Page MenuHomePhabricator

Sanitizer entity restrictions should match HTML5
Closed, ResolvedPublic

Description

As pointed out in T106079, the code in Sanitizer.php:validateCodepoint doesn't exactly match up with the HTML5 spec for valid character entities. The spec says:

The numeric character reference forms described above are allowed to reference any Unicode code point other than U+0000, U+000D, permanently undefined Unicode characters (noncharacters), surrogates (U+D800–U+DFFF), and control characters other than space characters.

It then defines control characters as:

The control characters are those whose Unicode "General_Category" property has the value "Cc" in the Unicode UnicodeData.txt data file. [UNICODE]

which as of this writing is U+0000 - U+001F (inclusive) and U+007F - U+009F (inclusive).
The spec defines space characters as:

The space characters, for the purposes of this specification, are U+0020 SPACE, U+0009 CHARACTER TABULATION (tab), U+000A LINE FEED (LF), U+000C FORM FEED (FF), and U+000D CARRIAGE RETURN (CR).
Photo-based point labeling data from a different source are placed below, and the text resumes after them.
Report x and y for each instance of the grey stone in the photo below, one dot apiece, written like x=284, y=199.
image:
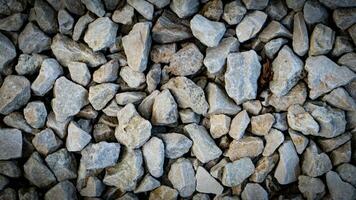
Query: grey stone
x=250, y=25
x=11, y=143
x=182, y=177
x=63, y=164
x=14, y=93
x=36, y=171
x=127, y=172
x=287, y=170
x=204, y=147
x=35, y=114
x=247, y=66
x=133, y=130
x=215, y=58
x=187, y=61
x=139, y=38
x=100, y=155
x=175, y=144
x=201, y=26
x=234, y=173
x=101, y=33
x=187, y=94
x=66, y=50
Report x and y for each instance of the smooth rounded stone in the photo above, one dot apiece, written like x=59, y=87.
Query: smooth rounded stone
x=263, y=167
x=187, y=94
x=287, y=170
x=321, y=40
x=234, y=12
x=297, y=95
x=64, y=190
x=100, y=155
x=67, y=50
x=274, y=30
x=187, y=61
x=315, y=163
x=245, y=147
x=302, y=121
x=241, y=76
x=204, y=147
x=250, y=25
x=184, y=8
x=311, y=188
x=287, y=69
x=13, y=22
x=36, y=171
x=339, y=189
x=11, y=143
x=219, y=125
x=206, y=183
x=300, y=35
x=324, y=75
x=124, y=15
x=133, y=78
x=133, y=130
x=273, y=139
x=340, y=98
x=169, y=28
x=15, y=92
x=163, y=192
x=45, y=16
x=65, y=22
x=81, y=25
x=261, y=124
x=182, y=177
x=68, y=99
x=95, y=6
x=101, y=33
x=234, y=173
x=215, y=58
x=126, y=173
x=153, y=154
x=176, y=145
x=35, y=114
x=206, y=31
x=332, y=121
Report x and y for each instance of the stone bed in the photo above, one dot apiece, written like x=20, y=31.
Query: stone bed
x=177, y=99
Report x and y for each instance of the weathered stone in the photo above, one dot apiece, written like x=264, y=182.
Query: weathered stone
x=250, y=25
x=187, y=94
x=127, y=172
x=182, y=177
x=234, y=173
x=287, y=170
x=201, y=26
x=204, y=147
x=243, y=70
x=14, y=93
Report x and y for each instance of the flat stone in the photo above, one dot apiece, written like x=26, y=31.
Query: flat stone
x=234, y=173
x=187, y=94
x=245, y=147
x=182, y=177
x=287, y=170
x=114, y=175
x=247, y=66
x=133, y=130
x=11, y=143
x=204, y=147
x=15, y=92
x=201, y=26
x=250, y=25
x=187, y=61
x=100, y=155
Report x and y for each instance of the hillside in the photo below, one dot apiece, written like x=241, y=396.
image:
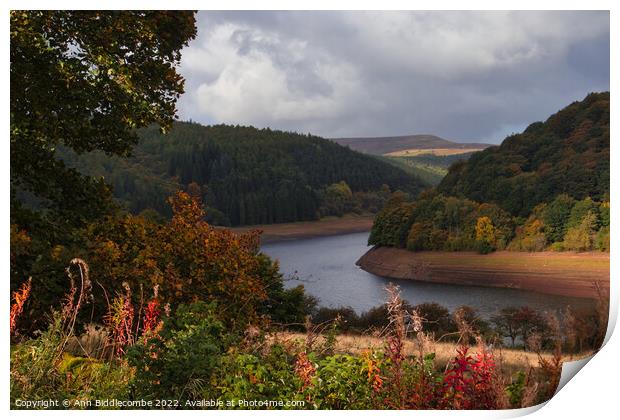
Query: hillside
x=430, y=168
x=568, y=153
x=544, y=189
x=385, y=145
x=245, y=175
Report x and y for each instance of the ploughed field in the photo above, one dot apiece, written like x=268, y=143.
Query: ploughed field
x=560, y=273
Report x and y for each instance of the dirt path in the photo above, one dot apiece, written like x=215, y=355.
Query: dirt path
x=558, y=273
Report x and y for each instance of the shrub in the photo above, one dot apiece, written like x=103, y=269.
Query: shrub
x=187, y=349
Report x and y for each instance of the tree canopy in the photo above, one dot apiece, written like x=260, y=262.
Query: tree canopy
x=86, y=80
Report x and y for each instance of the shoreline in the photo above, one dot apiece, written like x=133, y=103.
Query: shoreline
x=280, y=232
x=558, y=273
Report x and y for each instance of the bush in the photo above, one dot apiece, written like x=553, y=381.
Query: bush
x=187, y=349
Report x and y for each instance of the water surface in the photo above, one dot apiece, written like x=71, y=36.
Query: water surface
x=326, y=267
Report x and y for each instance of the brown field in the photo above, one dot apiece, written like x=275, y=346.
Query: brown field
x=559, y=273
x=511, y=359
x=436, y=152
x=302, y=230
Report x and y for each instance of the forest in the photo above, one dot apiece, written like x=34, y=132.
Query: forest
x=113, y=308
x=544, y=189
x=244, y=175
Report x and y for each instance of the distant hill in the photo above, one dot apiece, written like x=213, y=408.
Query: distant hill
x=544, y=189
x=246, y=175
x=385, y=145
x=568, y=153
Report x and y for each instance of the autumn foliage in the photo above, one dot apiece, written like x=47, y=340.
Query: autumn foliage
x=186, y=258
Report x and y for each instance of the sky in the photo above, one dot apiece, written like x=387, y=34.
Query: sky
x=464, y=76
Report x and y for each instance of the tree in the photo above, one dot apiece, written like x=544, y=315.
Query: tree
x=507, y=324
x=86, y=80
x=580, y=238
x=555, y=216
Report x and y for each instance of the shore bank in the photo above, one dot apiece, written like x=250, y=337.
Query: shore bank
x=304, y=230
x=559, y=273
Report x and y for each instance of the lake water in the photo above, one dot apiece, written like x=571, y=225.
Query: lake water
x=326, y=267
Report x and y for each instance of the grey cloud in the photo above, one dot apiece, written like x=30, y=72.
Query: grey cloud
x=461, y=75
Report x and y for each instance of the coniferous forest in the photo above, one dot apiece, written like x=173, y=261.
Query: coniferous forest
x=547, y=188
x=245, y=175
x=126, y=292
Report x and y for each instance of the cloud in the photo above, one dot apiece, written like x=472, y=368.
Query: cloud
x=462, y=75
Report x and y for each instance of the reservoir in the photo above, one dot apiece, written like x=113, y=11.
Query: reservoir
x=326, y=267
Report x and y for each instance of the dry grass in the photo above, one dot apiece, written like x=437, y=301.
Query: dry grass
x=512, y=359
x=302, y=230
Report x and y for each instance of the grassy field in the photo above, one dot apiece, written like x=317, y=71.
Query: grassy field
x=561, y=273
x=434, y=152
x=302, y=230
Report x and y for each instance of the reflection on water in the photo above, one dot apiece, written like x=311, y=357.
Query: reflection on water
x=326, y=267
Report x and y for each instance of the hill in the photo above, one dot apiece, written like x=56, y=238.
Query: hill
x=544, y=189
x=568, y=153
x=246, y=175
x=385, y=145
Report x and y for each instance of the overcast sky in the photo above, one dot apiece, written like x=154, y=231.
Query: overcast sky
x=464, y=76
(But note that U+000D is explicitly prohibited as a numeric entity, even though it is a space character).

The code from Sanitizer.php reads:

	/**
	 * Returns true if a given Unicode codepoint is a valid character in XML.
	 * @param int $codepoint
	 * @return bool
	 */
	private static function validateCodepoint( $codepoint ) {
		return $codepoint == 0x09
			|| $codepoint == 0x0a
			|| $codepoint == 0x0d
			|| ( $codepoint >= 0x20 && $codepoint <= 0xd7ff )
			|| ( $codepoint >= 0xe000 && $codepoint <= 0xfffd )
			|| ( $codepoint >= 0x10000 && $codepoint <= 0x10ffff );
	}

This differs from the HTML5 spec, in that it allows U+000D and does not allow U+000C. It also allows U+007F - U+009F, which are banned control characters.

The Sanitizer should be brought into compliance with the HTML5 spec.

Event Timeline

cscott claimed this task.
cscott raised the priority of this task from to Medium.
cscott updated the task description. (Show Details)
cscott added a project: MediaWiki-Parser.
cscott added a subscriber: cscott.

Change 226352 had a related patch set uploaded (by Cscott):
T106578: Update Sanitizer to match legal HTML5 character entities.

https://gerrit.wikimedia.org/r/226352

Change 226352 merged by jenkins-bot:
T106578: Update Sanitizer to match legal HTML5 character entities.

https://gerrit.wikimedia.org/r/226352

Arguably that is the wrong part of the spec to refer to. 12.2.4.69 Tokenizing character references does allow for U+0080 - U+009F.

@Tgr good point, although T113194 illustrates the difficulty of allowing those characters. This patch has been merged for a while, I'm going to close it.

Change 504621 had a related patch set uploaded (by C. Scott Ananian; owner: C. Scott Ananian):
[mediawiki/services/parsoid@master] Ensure PHP and JS are consistent wrt allowed entities

https://gerrit.wikimedia.org/r/504621

Change 504621 merged by jenkins-bot:
[mediawiki/services/parsoid@master] Ensure PHP and JS are consistent wrt allowed entities

https://gerrit.wikimedia.org/r/504621